La epifanía de Tom

Jack ReacherSiento empañar estas fechas tan festivas pero me temo que traigo muy malas noticias: Tom Cruise tiene tetas. Además de los hombros caídos, el culo gordo y el cuello como un gallo de corral. La edad no perdona. Ni con bótox y una ortodoncia millonaria para dejarle los dientes perfectamente descolocados. No me explico como mi Maverick hermoso se ha convertido en este ser talludito y sin vergüenza.

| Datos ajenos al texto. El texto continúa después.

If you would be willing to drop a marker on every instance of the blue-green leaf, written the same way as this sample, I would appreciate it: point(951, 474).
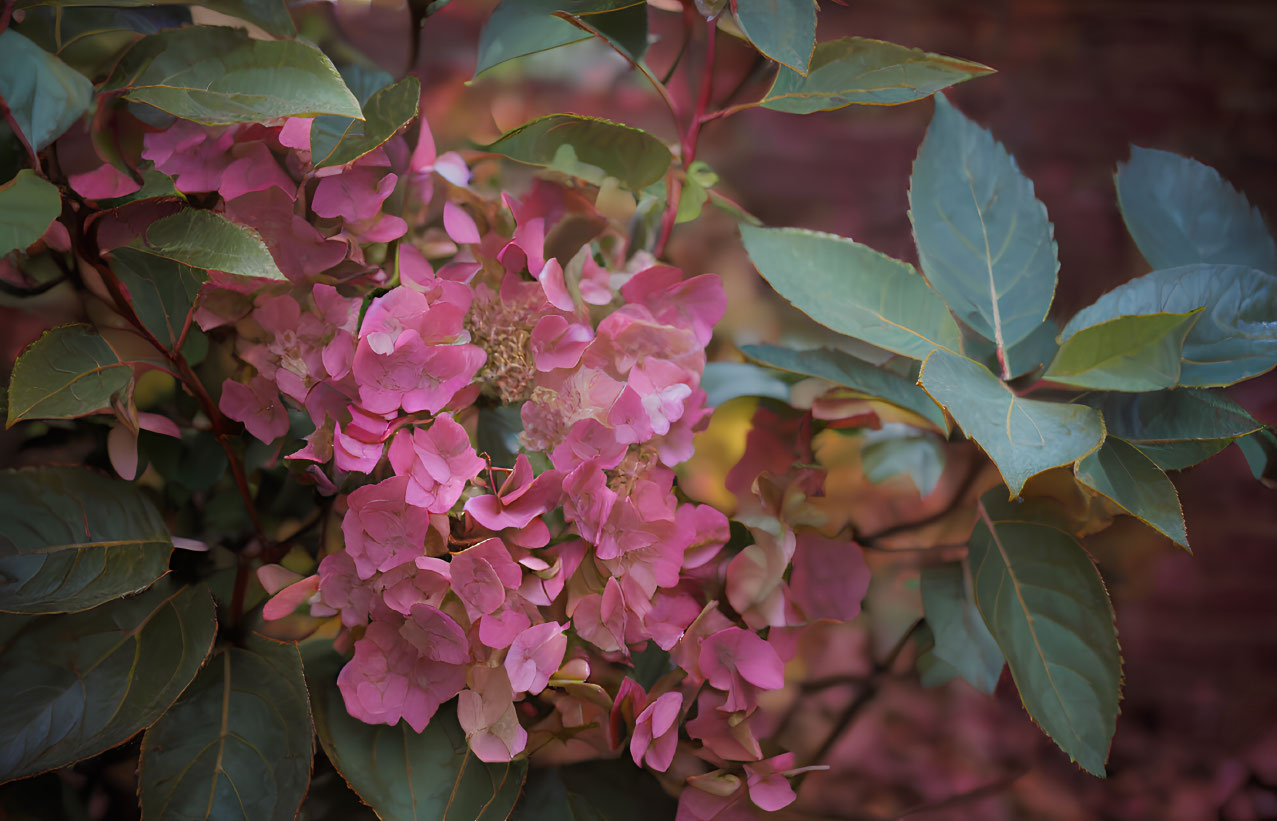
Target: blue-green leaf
point(45, 95)
point(1183, 212)
point(1234, 338)
point(983, 239)
point(867, 72)
point(853, 289)
point(1023, 437)
point(1047, 608)
point(1120, 471)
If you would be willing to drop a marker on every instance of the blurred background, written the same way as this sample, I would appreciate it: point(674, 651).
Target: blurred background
point(1078, 81)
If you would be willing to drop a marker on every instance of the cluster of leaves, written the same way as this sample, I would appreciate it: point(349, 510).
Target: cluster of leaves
point(107, 631)
point(1120, 393)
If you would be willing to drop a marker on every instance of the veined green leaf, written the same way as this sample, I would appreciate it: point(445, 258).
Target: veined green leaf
point(589, 148)
point(208, 240)
point(1181, 212)
point(79, 683)
point(521, 27)
point(1234, 338)
point(983, 239)
point(782, 30)
point(271, 15)
point(161, 290)
point(1047, 608)
point(238, 743)
point(74, 539)
point(68, 372)
point(852, 373)
point(402, 774)
point(220, 75)
point(1121, 473)
point(857, 70)
point(1132, 354)
point(337, 141)
point(1023, 437)
point(28, 206)
point(960, 637)
point(1171, 415)
point(853, 289)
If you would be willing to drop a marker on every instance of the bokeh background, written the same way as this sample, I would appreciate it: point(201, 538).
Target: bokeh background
point(1077, 82)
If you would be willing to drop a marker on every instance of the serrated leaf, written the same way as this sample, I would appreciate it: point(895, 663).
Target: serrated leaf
point(1234, 338)
point(45, 95)
point(238, 743)
point(521, 27)
point(337, 141)
point(28, 204)
point(857, 70)
point(853, 289)
point(909, 452)
point(401, 774)
point(68, 372)
point(74, 539)
point(208, 240)
point(852, 373)
point(1047, 608)
point(79, 683)
point(1183, 212)
point(1023, 437)
point(589, 148)
point(983, 239)
point(271, 15)
point(594, 790)
point(160, 289)
point(1119, 471)
point(220, 75)
point(960, 637)
point(1133, 354)
point(782, 30)
point(1171, 415)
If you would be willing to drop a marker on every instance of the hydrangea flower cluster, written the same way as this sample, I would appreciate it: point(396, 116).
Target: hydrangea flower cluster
point(520, 591)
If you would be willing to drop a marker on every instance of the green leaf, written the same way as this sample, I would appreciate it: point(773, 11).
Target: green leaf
point(1171, 415)
point(983, 239)
point(220, 75)
point(852, 373)
point(161, 290)
point(1180, 455)
point(337, 141)
point(1047, 608)
point(1236, 336)
point(271, 15)
point(899, 450)
point(28, 206)
point(1023, 437)
point(45, 95)
point(856, 70)
point(1139, 353)
point(960, 637)
point(74, 539)
point(68, 372)
point(401, 774)
point(724, 382)
point(521, 27)
point(782, 30)
point(853, 289)
point(1181, 212)
point(594, 790)
point(79, 683)
point(1137, 484)
point(589, 148)
point(238, 743)
point(208, 240)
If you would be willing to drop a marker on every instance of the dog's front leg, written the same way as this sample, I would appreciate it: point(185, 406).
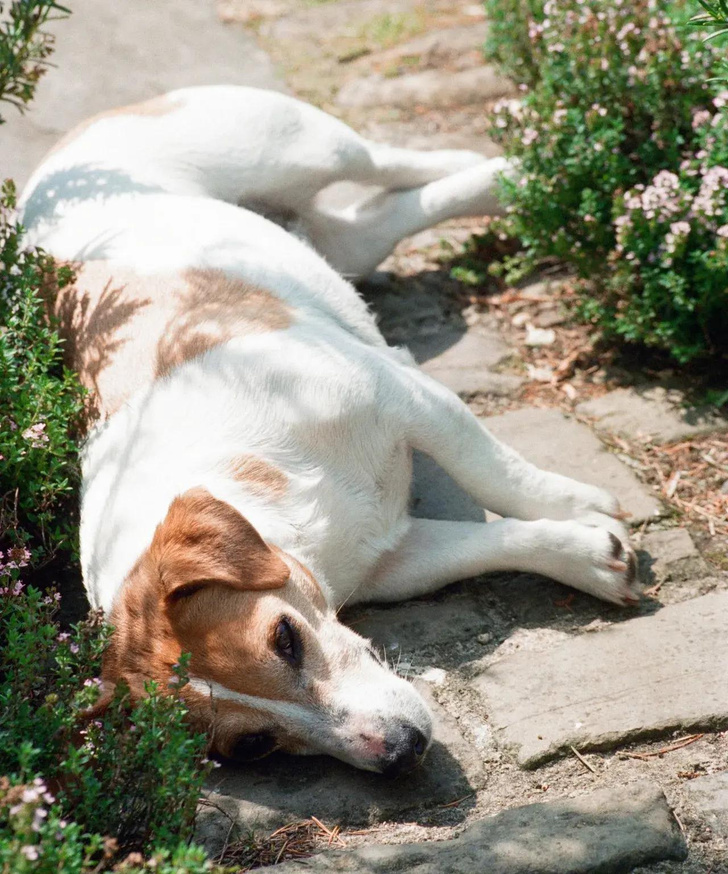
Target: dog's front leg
point(435, 553)
point(439, 424)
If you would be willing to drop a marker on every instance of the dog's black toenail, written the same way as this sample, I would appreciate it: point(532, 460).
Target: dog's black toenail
point(616, 545)
point(631, 567)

Qué disgusto tengo. Sólo de pensar en la pobre Suri con su modesta carta a los reyes por valor de cien mil dólares se me saltan las lágrimas. Créanme si les digo que arrancarme las uñas una a una me hubiera dolido menos que soportar los ciento treinta minutos que dura Jack Reacher. Ni la euforia que me produce comerme palomitas hasta que se me escarchan los labios y la lengua fue capaz de paliar la desazón que me entró con tanto despropósito cinematográfico.

No se vayan a creer que en lo que al séptimo arte se refiere soy una exquisita. Ni mucho menos. Se me eriza todo el sistema capilar cada vez que me ponen la bandera americana detrás de un soldado yendo o viniendo de Vietnam. Y me encantan las películas de equipos de béisbol que se crecen ante la adversidad. Me da igual que los jugadores sean viejas glorias o prepúberes asociales. Nunca me cansaré de ver como el niño con sobrepeso firma el home run definitivo bajo la atenta mirada del pitcher bizco y el catcher empollón. Que el equipo contrario siempre vaya super bien equipado de negro y amarillo no hace más que hacer más memorable la victoria del equipo modesto con su uniforme blanco y verde comprado con la donación de un veterano de guerra con mal genio pero buen corazón. No falla.

Reconozco incluso que la película del equipo de bobsleigh jamaicano la he visto no una ni dos, sino tres veces, y que lloré amargamente cuando Corky consiguió cruzar la línea de meta en una competición de atletismo escolar. El otro día sin ir más lejos el padre tigre y yo nos tragamos una película de bailarines de breakdance que no tenía desperdicio. Ni cuando muy oportunamente se puso a llover a cántaros para que les quedara más lucido el baile final con el que los adolescentes de academia les dieron en las narices a las bandas callejeras.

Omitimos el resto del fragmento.